On a night when you cannot tackle a big burger, get Steak Frites. The 250g Portoro striploin ($38) from Australia is cooked in the Inka and served with Bordelaise sauce, fries and a salad. If I had the space, I would buy myself an Inka. It does wonders for meat, and the steak is juicy and smoky.

For obligatory fibre, get the Wedge Salad ($13) which, I assure you, is not health food by any stretch of the imagination. Wedges of sweet, crisp iceberg lettuce are drizzled with a creamy parmesan dressing and topped with crispy bacon, cherry tomatoes, walnuts, onions and – best of all – crumbled blue cheese.

Where: 01-12 Robertson Walk, 11 Unity Street
MRT: Fort Canning
Open: 4 to 11pm daily
Info: wildfireburgers.com

Home Flavours

Honey Coffee Pork Chop from FairPrice’s Home Flavours range. PHOTO: FAIRPRICE

Have you noticed the proliferation of house brand products in supermarkets? If you have, you will also know the offerings can be hit-and-miss.

What has been a hit for me is some of FairPrice’s new Home Flavours pork dishes, which debuted in time for Chinese New Year. The frozen packs are portioned to serve two; can be reheated in the microwave, oven or air-fryer, depending on the dish; and are mostly priced below $10.

My favourite is Braised Pork Belly With Preserved Vegetables ($10). It tastes pretty homemade, even though I know it is made in huge quantities in a factory. But the slices of pork belly are luscious and tender, and great with the mei cai. The gravy is a tad salty, so have it with porridge.

Braised Soft Bone Pork ($8.98) is another excellent dish from the range.

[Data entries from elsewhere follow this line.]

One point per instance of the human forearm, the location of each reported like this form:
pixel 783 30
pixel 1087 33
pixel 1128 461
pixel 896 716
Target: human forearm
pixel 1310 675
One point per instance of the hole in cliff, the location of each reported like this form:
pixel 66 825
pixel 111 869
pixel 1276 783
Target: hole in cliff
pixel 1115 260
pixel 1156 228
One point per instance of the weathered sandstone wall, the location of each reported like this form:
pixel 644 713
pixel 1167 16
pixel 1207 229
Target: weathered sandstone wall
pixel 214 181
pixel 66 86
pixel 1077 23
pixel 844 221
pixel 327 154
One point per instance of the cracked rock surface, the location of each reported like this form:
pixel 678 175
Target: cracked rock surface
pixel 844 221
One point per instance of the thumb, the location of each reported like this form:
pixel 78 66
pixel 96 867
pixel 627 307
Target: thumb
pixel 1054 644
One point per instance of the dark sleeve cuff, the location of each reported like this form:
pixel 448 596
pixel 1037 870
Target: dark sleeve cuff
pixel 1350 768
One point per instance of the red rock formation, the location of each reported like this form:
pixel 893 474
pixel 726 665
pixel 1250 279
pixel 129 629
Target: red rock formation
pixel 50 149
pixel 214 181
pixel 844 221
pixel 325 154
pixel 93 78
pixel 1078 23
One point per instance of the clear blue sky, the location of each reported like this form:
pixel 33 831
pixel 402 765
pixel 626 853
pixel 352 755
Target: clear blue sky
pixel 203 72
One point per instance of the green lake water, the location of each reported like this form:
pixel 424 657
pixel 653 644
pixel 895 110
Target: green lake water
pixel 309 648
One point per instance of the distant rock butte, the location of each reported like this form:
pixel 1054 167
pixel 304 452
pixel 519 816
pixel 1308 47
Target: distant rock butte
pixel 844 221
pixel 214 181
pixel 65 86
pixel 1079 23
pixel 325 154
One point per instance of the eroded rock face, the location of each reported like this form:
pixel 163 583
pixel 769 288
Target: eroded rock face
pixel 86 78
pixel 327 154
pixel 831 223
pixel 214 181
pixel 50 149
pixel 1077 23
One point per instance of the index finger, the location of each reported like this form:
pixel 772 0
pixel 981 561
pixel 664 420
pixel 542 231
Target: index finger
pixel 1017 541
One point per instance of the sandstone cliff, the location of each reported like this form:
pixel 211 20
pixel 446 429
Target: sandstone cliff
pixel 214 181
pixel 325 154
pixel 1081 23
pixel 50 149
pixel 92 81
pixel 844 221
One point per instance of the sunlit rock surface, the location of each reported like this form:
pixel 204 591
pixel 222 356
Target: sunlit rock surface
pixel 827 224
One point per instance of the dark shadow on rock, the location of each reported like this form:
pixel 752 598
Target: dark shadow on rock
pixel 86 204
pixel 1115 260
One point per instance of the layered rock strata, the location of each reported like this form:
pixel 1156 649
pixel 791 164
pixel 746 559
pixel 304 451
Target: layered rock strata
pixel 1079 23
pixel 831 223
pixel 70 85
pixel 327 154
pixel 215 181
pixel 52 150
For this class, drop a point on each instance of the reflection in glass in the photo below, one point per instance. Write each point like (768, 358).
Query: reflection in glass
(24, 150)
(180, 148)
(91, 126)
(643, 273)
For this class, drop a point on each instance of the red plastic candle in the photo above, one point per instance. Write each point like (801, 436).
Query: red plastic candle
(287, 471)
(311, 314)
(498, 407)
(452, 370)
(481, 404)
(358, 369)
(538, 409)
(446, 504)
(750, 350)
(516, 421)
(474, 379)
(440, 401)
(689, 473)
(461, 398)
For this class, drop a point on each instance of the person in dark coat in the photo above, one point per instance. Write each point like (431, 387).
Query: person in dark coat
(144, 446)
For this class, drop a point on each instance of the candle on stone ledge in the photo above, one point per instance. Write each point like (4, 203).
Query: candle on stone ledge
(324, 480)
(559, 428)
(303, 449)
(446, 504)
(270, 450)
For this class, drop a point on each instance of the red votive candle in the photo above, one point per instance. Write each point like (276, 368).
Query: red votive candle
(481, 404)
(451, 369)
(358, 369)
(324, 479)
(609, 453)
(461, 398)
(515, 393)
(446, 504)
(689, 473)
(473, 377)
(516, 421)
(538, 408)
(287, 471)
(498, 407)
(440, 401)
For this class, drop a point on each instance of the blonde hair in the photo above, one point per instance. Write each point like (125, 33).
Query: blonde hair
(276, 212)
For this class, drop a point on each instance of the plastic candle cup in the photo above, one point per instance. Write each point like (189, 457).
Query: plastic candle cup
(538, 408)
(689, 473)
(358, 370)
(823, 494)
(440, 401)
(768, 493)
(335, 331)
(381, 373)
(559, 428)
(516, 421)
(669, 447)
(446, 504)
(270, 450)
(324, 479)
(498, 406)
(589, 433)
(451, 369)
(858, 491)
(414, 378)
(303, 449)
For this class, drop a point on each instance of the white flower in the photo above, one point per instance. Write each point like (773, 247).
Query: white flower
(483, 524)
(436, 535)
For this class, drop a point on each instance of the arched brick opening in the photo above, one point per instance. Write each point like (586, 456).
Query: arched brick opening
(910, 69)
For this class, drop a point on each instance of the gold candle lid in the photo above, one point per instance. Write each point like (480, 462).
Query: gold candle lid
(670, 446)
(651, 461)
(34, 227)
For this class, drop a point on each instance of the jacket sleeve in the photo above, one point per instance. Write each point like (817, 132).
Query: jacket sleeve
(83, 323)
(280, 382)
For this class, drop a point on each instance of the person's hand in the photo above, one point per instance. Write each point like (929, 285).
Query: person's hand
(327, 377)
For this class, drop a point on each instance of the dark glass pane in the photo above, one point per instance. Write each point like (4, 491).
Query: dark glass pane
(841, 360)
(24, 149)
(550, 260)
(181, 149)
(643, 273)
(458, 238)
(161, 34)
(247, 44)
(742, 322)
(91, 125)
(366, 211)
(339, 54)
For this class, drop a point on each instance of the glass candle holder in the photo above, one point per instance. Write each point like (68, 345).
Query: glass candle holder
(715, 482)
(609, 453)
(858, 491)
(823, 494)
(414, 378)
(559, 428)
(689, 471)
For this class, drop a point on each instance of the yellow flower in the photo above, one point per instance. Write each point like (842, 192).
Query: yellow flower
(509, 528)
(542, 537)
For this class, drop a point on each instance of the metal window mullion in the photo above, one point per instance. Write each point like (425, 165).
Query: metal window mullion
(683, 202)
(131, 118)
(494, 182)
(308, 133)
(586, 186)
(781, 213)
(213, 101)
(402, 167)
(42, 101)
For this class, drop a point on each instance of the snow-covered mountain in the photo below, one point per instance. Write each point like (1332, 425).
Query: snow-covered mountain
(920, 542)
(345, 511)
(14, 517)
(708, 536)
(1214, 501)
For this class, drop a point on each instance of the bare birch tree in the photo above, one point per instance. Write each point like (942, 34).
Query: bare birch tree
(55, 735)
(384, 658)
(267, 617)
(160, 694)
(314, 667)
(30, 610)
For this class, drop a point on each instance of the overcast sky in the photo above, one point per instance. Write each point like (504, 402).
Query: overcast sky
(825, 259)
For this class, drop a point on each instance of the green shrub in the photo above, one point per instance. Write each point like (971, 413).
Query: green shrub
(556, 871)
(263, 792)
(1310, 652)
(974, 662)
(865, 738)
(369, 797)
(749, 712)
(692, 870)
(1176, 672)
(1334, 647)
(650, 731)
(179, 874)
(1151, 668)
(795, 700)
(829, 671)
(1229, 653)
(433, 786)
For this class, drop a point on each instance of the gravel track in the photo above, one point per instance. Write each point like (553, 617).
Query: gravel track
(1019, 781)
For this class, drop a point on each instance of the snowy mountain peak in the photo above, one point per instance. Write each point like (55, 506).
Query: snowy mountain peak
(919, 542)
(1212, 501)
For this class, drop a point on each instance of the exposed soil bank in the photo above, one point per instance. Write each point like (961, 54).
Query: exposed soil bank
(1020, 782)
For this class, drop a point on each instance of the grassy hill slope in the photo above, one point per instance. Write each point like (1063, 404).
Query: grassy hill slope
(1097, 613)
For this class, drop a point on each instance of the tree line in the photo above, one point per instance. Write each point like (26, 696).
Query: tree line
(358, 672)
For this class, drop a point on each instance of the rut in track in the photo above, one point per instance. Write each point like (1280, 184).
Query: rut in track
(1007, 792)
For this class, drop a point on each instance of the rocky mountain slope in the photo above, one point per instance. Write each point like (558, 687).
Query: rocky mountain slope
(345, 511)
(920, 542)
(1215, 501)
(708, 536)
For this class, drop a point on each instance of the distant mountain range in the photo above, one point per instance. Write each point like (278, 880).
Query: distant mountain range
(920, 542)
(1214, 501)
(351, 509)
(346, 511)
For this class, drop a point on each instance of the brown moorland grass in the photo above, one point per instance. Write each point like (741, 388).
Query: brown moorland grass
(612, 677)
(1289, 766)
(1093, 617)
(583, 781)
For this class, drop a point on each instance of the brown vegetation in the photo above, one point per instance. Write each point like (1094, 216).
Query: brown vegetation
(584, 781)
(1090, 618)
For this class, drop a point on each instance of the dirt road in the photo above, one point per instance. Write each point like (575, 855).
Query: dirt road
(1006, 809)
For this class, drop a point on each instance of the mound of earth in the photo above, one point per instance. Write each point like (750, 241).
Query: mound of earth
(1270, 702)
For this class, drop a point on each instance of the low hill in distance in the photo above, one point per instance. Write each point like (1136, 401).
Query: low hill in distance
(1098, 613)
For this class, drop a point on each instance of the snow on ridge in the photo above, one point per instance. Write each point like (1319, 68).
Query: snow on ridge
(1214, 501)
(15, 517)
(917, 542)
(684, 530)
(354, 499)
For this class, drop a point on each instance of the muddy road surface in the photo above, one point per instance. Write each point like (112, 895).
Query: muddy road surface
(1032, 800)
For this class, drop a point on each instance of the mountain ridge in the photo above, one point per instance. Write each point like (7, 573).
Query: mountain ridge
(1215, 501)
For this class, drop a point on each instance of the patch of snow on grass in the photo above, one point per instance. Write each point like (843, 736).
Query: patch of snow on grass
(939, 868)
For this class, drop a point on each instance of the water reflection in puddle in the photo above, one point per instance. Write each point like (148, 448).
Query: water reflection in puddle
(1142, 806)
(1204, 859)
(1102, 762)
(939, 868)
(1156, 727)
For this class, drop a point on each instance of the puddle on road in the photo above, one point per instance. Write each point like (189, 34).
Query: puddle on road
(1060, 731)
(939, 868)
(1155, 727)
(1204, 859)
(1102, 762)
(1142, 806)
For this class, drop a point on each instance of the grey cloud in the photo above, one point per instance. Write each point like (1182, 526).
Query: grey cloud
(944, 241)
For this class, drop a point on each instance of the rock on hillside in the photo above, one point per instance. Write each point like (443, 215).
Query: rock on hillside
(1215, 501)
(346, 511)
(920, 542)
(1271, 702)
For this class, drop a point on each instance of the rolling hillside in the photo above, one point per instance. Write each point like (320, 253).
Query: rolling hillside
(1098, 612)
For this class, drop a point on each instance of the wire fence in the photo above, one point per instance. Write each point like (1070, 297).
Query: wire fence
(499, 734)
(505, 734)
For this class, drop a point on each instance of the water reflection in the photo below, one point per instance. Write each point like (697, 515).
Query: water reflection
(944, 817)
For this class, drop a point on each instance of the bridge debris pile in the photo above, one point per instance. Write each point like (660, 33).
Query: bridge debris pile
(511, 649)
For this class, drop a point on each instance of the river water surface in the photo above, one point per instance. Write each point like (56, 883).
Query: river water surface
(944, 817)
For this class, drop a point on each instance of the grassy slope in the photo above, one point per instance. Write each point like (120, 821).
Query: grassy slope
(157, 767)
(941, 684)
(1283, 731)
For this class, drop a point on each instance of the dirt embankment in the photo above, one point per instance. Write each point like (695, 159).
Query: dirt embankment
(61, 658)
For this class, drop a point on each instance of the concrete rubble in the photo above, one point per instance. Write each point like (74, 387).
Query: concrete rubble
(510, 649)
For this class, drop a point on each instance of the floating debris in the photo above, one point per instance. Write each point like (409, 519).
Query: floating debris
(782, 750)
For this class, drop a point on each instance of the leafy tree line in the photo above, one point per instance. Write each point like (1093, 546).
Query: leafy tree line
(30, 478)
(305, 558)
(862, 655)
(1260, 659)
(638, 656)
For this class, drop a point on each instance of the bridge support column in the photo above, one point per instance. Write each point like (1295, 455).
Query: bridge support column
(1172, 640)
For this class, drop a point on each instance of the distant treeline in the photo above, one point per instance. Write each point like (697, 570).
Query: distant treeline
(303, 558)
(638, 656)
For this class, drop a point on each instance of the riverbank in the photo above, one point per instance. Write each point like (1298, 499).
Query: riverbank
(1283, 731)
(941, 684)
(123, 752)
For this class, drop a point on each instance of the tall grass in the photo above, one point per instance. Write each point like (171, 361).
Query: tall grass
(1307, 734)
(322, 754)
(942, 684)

I also recommend Honey Coffee Pork Chop ($8.98). I love the sauce, punchy from coffee and what tastes like shallots. I suggest reducing it stovetop – just let the sauce boil until it becomes a little syrupy so it coats the pork better.

Hakka Fried Fermented Beancurd Pork ($8.98) is good as a snack with beer. While I love pork belly char siew, the Premium Pork Char Siew ($11) is a tad fatty for me. And if you get the Roasted Pork Belly ($11), leave it in the oven five to eight minutes longer than the recommended time to get the skin more crisp.